As pacientes, com receio de entrar em trabalho de parto, solicitavam diretamente aos médicos uma cesárea, que concediam mediante o pagamento de valores que variavam entre R$ 400 e R$ 1,8 mil. Esses valores eram integralmente embolsados pelos médicos, pois a internação era realizada pelo SUS.

Quem não conseguia obter o dinheiro ficava aguardando o nascimento natural. Há relatos de mulheres que já estavam em trabalho de parto há vários dias, mas os médicos negavam a cesárea se não houvesse o pagamento. Foram identificados casos de sequelas em bebês por terem passado da data do parto e até mesmo o óbito de um recém-nascido.

Há provas de cobrança indevida há pelo menos 13 anos, que pode ter rendido mais de R$ 1,6 milhão aos dois médicos nesse período. Também eram cobrados outros procedimentos cobertos pelo SUS, como cauterização, aplicação de injeção e cirurgias.

Os dois médicos presos foram encaminhados à Penitenciária Modulada de Uruguaiana e responderão por crimes de corrupção, associação criminosa estelionato e realização de esterilização cirúrgica ilegal.
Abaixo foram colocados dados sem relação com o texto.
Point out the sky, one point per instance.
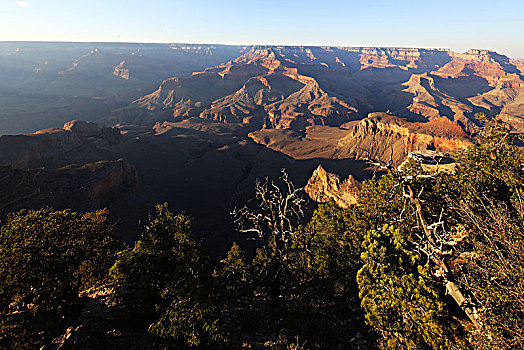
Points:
(458, 25)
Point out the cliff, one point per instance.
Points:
(323, 186)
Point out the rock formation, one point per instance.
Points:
(323, 186)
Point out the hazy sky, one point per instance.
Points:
(457, 24)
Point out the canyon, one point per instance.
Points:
(125, 126)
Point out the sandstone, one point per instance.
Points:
(323, 186)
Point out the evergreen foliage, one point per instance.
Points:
(167, 279)
(400, 299)
(46, 258)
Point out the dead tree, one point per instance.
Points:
(275, 224)
(434, 242)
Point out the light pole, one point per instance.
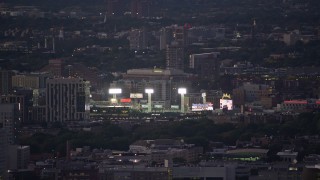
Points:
(182, 91)
(149, 92)
(114, 92)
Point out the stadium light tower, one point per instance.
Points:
(182, 92)
(149, 92)
(114, 92)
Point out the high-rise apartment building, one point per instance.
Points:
(175, 56)
(140, 8)
(18, 157)
(8, 121)
(206, 65)
(5, 82)
(67, 99)
(115, 7)
(3, 147)
(138, 39)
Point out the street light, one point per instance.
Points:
(149, 92)
(182, 91)
(114, 92)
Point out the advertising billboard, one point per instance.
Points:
(125, 100)
(158, 106)
(202, 107)
(115, 91)
(226, 104)
(136, 95)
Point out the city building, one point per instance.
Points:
(206, 65)
(28, 82)
(3, 148)
(67, 99)
(138, 39)
(22, 101)
(8, 120)
(175, 56)
(5, 82)
(140, 8)
(165, 83)
(18, 157)
(165, 37)
(250, 92)
(55, 67)
(115, 8)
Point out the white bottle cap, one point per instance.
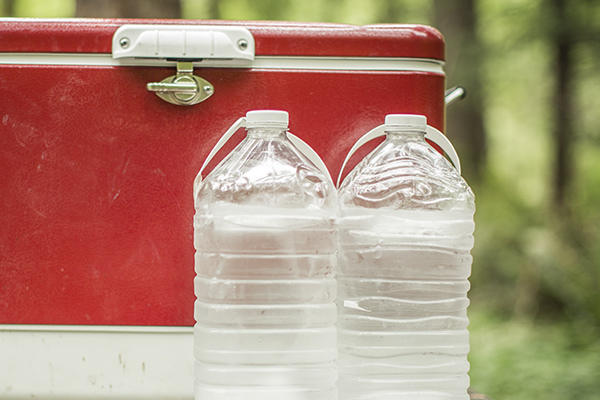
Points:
(406, 121)
(270, 118)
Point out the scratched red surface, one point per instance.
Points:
(96, 173)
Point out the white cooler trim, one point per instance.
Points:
(260, 62)
(96, 362)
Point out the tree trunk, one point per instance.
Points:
(457, 21)
(563, 97)
(164, 9)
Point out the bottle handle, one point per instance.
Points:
(431, 134)
(301, 145)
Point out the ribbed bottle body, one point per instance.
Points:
(406, 232)
(402, 300)
(265, 313)
(265, 238)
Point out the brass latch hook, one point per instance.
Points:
(184, 89)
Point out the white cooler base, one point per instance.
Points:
(96, 362)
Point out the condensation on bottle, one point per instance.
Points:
(406, 232)
(265, 238)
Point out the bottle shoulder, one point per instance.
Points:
(406, 175)
(268, 172)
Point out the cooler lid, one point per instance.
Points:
(271, 38)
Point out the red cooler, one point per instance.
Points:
(104, 126)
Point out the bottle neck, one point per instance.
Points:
(410, 134)
(262, 132)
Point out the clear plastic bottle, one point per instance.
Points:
(406, 231)
(265, 238)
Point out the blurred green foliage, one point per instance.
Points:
(536, 274)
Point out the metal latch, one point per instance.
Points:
(184, 45)
(184, 88)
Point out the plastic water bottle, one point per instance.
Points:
(406, 231)
(265, 238)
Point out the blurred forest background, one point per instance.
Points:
(528, 133)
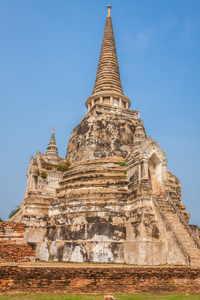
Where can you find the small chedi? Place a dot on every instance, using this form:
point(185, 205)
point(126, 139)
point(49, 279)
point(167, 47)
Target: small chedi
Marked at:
point(111, 199)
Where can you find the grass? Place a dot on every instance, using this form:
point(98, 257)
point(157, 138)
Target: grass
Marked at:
point(61, 296)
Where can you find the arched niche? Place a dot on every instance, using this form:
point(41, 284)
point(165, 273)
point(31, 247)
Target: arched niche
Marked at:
point(155, 173)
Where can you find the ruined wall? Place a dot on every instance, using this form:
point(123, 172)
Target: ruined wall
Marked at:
point(12, 246)
point(101, 135)
point(100, 279)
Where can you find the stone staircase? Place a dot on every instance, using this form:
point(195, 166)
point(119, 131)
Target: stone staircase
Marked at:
point(182, 231)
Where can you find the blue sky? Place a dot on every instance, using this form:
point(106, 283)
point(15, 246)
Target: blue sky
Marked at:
point(48, 60)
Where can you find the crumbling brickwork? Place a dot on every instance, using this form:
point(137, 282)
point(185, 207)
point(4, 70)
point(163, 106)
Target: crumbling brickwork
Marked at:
point(100, 279)
point(12, 247)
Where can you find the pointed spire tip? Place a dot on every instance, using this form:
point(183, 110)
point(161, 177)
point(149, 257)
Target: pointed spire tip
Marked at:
point(109, 8)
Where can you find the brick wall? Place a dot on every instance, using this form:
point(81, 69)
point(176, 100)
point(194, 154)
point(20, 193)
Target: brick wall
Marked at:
point(12, 247)
point(100, 279)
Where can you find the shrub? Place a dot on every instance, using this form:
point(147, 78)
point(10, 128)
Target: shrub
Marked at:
point(13, 212)
point(44, 175)
point(123, 164)
point(171, 181)
point(47, 166)
point(63, 167)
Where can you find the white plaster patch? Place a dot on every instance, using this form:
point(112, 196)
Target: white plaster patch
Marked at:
point(77, 254)
point(42, 252)
point(102, 253)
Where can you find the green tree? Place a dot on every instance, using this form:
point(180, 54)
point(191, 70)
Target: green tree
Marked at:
point(14, 211)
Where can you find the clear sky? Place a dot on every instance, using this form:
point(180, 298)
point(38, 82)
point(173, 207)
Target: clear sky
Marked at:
point(49, 53)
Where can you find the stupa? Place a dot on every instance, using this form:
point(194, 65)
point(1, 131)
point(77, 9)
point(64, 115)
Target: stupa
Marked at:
point(112, 198)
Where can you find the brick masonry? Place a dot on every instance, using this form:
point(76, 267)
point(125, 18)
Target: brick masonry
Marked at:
point(12, 247)
point(100, 279)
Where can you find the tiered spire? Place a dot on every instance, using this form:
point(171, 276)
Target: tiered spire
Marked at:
point(52, 151)
point(108, 87)
point(108, 76)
Em depoimento à PF, ambos negaram ter cometido qualquer cobrança ilegal de serviços. ZH não conseguiu contato com os advogados de Oliveira e Vargas.

Também foram indiciados uma funcionária de um dos médicos, que deve responder por participação em corrupção, e o anestesista, que é suspeito de corrupção e participação na esterilização cirúrgica ilegal.